Khaled Mohamed Ali El Hishri, 47 ans, a seulement confirmé son âge et son identité, puis a demandé sa mise en liberté provisoire dans l’attente de son procès.
La juge Iulia Motoc a demandé à l’avocat d’El Hishri de déposer une requête écrite de mise en liberté provisoire auprès de la Cour.
El Hishri a été extradé lundi vers les Pays-Bas par l’Allemagne, où il avait été arrêté en juillet en vertu d’un mandat d’arrêt de la CPI. L’accusation soutient qu’il était un haut responsable de la prison de Mitiga, où il aurait ordonné ou supervisé des crimes entre 2015 et 2020.
Il est inculpé de six crimes contre l’humanité et de six crimes de guerre pour des sévices présumés infligés à des détenus de la prison, notamment le meurtre d’une personne et la supervision de meurtres, de viols et de tortures sur d’autres, selon l’acte d’accusation lu lors de l’audience publique.
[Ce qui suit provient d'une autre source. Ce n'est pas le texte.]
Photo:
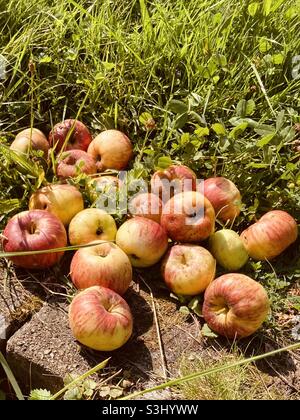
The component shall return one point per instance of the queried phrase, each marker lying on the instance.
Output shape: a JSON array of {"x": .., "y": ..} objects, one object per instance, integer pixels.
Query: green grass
[{"x": 215, "y": 76}]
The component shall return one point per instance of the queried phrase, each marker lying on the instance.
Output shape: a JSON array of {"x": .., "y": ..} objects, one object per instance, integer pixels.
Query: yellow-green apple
[
  {"x": 270, "y": 236},
  {"x": 188, "y": 217},
  {"x": 74, "y": 162},
  {"x": 34, "y": 230},
  {"x": 235, "y": 305},
  {"x": 224, "y": 197},
  {"x": 112, "y": 149},
  {"x": 100, "y": 319},
  {"x": 90, "y": 225},
  {"x": 173, "y": 180},
  {"x": 79, "y": 135},
  {"x": 188, "y": 269},
  {"x": 143, "y": 240},
  {"x": 64, "y": 201},
  {"x": 106, "y": 184},
  {"x": 30, "y": 138},
  {"x": 102, "y": 264},
  {"x": 228, "y": 249},
  {"x": 146, "y": 205}
]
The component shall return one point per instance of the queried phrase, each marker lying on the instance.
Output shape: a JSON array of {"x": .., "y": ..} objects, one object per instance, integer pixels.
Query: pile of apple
[{"x": 160, "y": 226}]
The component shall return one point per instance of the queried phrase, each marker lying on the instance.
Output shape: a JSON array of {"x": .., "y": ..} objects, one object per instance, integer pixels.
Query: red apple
[
  {"x": 100, "y": 319},
  {"x": 103, "y": 185},
  {"x": 270, "y": 236},
  {"x": 188, "y": 269},
  {"x": 34, "y": 230},
  {"x": 33, "y": 138},
  {"x": 64, "y": 201},
  {"x": 143, "y": 240},
  {"x": 112, "y": 149},
  {"x": 90, "y": 225},
  {"x": 80, "y": 137},
  {"x": 224, "y": 197},
  {"x": 188, "y": 217},
  {"x": 146, "y": 205},
  {"x": 103, "y": 264},
  {"x": 235, "y": 305},
  {"x": 72, "y": 162},
  {"x": 173, "y": 180}
]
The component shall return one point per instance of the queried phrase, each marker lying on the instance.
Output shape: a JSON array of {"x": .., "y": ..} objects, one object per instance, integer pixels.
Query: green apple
[{"x": 228, "y": 249}]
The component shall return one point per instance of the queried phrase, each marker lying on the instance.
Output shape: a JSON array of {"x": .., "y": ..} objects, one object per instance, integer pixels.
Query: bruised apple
[
  {"x": 112, "y": 149},
  {"x": 188, "y": 269},
  {"x": 103, "y": 264},
  {"x": 64, "y": 201},
  {"x": 228, "y": 249},
  {"x": 73, "y": 162},
  {"x": 146, "y": 205},
  {"x": 224, "y": 197},
  {"x": 30, "y": 138},
  {"x": 235, "y": 305},
  {"x": 79, "y": 135},
  {"x": 90, "y": 225},
  {"x": 270, "y": 236},
  {"x": 188, "y": 217},
  {"x": 173, "y": 180},
  {"x": 143, "y": 240},
  {"x": 100, "y": 319},
  {"x": 34, "y": 230}
]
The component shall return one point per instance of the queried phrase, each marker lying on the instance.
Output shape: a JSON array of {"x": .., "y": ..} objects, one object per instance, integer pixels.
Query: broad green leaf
[
  {"x": 219, "y": 129},
  {"x": 265, "y": 140},
  {"x": 253, "y": 8},
  {"x": 178, "y": 107}
]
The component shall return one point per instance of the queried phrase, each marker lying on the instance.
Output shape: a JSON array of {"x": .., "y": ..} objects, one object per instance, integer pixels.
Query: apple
[
  {"x": 188, "y": 269},
  {"x": 228, "y": 249},
  {"x": 100, "y": 319},
  {"x": 173, "y": 180},
  {"x": 33, "y": 138},
  {"x": 143, "y": 240},
  {"x": 112, "y": 149},
  {"x": 92, "y": 224},
  {"x": 80, "y": 137},
  {"x": 103, "y": 185},
  {"x": 146, "y": 205},
  {"x": 64, "y": 201},
  {"x": 102, "y": 264},
  {"x": 224, "y": 197},
  {"x": 72, "y": 162},
  {"x": 34, "y": 230},
  {"x": 188, "y": 217},
  {"x": 270, "y": 236},
  {"x": 235, "y": 305}
]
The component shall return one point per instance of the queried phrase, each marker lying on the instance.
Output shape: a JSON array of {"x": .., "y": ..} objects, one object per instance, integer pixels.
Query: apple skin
[
  {"x": 80, "y": 138},
  {"x": 112, "y": 149},
  {"x": 103, "y": 184},
  {"x": 90, "y": 225},
  {"x": 228, "y": 249},
  {"x": 235, "y": 306},
  {"x": 38, "y": 141},
  {"x": 188, "y": 269},
  {"x": 143, "y": 240},
  {"x": 182, "y": 178},
  {"x": 224, "y": 197},
  {"x": 74, "y": 161},
  {"x": 103, "y": 264},
  {"x": 34, "y": 230},
  {"x": 62, "y": 200},
  {"x": 270, "y": 235},
  {"x": 181, "y": 217},
  {"x": 100, "y": 319},
  {"x": 146, "y": 205}
]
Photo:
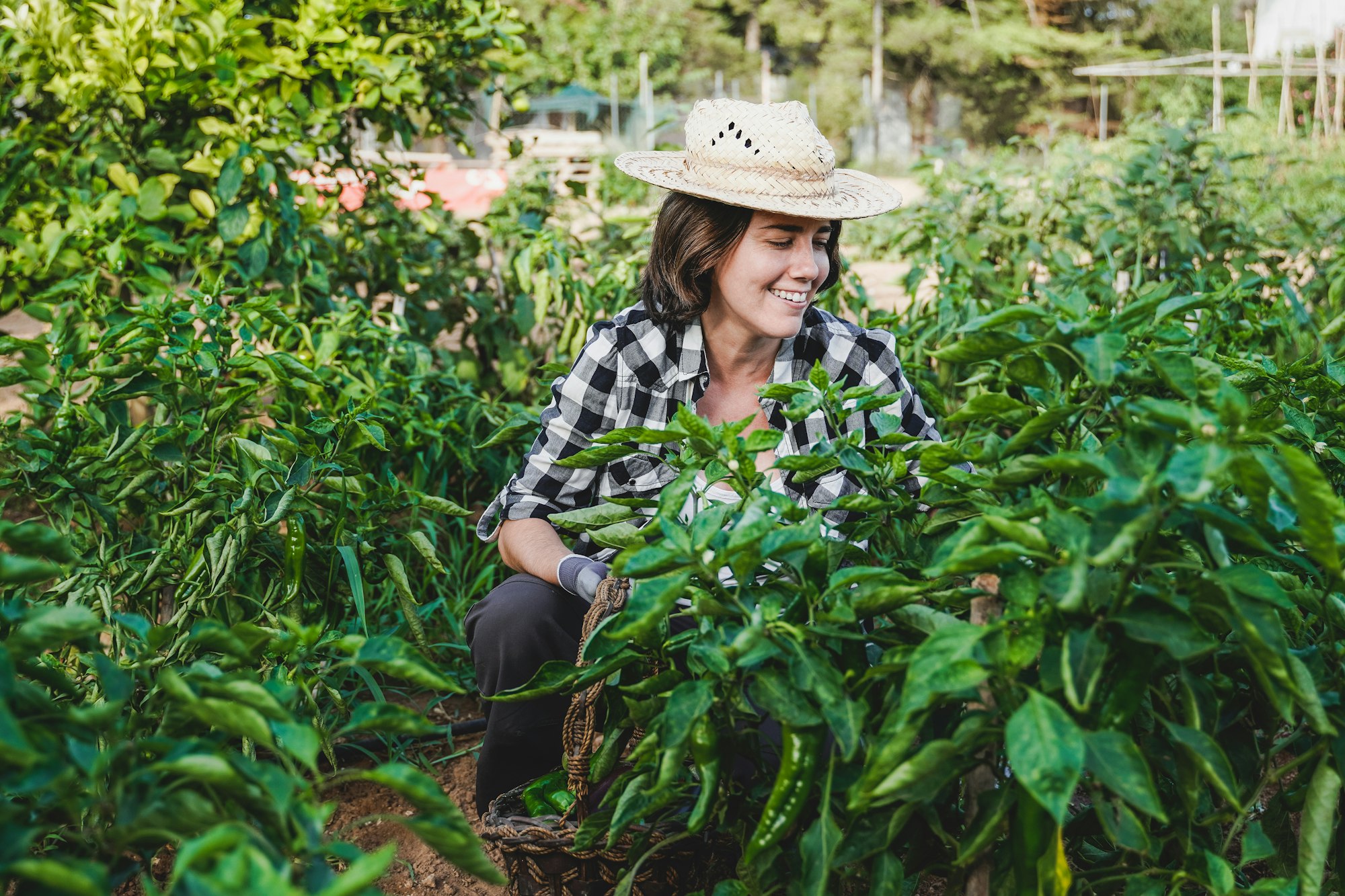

Il n’a pas eu à plaider coupable ou non coupable.
Une audience au cours de laquelle les juges devront déterminer si les preuves contre El Hishri sont suffisamment solides pour justifier un procès a été fixée au 19 mai 2026.
Son procès sera le premier d’un suspect libyen devant la Cour pénale internationale, dont les procureurs ont été chargés par le Conseil de sécurité des Nations Unies en 2011 d’ouvrir une enquête dans ce pays d’Afrique du Nord, alors plongé dans l’anarchie après le soulèvement qui a renversé le président Mouammar Kadhafi.
Le tribunal avait rapidement émis un mandat d’arrêt contre Kadhafi, mais des rebelles l’ont tué avant qu’il ne puisse être arrêté et transféré à La Haye.
Le tribunal a émis des mandats d’arrêt contre neuf autres suspects libyens, dont l’un des fils de Kadhafi.